While similar spikes in neural activity were also sporadically observed in the other three brain regions examined in the study before novel words were presented, the specific neuronal activity in those regions did not prove to be predictive of subsequent memory recall. Only when there was a spike in hippocampal neuronal firing, around one second before seeing a new word, did the researchers note heightened subsequent memory recall when the word was eventually repeated.
Spikes in neuronal activity in the hippocampus have traditionally been seen as reflective of general arousal and attention states. However, the researchers behind this new study suggest the observed activity in the experiments is indicative of a more novel state of highly specific brain activity they refer to as an “encoding mode”.
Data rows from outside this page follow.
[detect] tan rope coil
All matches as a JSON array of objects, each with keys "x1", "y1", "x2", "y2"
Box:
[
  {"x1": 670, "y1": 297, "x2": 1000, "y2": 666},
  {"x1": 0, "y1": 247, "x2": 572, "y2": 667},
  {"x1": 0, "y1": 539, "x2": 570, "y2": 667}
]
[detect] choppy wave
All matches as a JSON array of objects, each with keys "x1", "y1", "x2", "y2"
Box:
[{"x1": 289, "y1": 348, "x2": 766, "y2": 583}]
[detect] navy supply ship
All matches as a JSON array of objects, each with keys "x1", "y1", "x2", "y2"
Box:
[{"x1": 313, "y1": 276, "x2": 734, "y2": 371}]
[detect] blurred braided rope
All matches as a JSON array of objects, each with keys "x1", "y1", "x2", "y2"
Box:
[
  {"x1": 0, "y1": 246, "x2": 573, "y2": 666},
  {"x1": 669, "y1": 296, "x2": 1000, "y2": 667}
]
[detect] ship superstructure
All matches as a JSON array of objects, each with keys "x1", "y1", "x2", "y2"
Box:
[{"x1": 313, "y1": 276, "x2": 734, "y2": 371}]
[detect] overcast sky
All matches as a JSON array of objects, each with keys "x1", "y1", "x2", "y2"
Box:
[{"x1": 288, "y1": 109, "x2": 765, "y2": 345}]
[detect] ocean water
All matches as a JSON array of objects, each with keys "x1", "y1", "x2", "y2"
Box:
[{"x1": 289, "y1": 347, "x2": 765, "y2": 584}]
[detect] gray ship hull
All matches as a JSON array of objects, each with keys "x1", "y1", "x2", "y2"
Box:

“‘Encoding mode’ is more than simply paying attention to the task at hand,” explains John Wixted, co-lead author on the new study. “It is paying attention to encoding, which selectively ramps up activity in the part of the brain that is the most important for making new memories: the hippocampus.”
Wixted suggests the big new unknown raised by this discovery is whether there is some way to stimulate activity in the hippocampus and trigger this “encoding mode.” If it could be artificially modulated then hypothetically one could significantly amplify memory retention and learning.
“A key question going forward is how to put our brains into ‘encoding mode’ when we wish to do so,” says Wixted. “Since we know, based on earlier research, that people can actively suppress memory formation, it might be possible for people to get their hippocampus ready to encode as well. But how one might go about doing that, we just don’t know yet.”
The new research was published in the journal PNAS.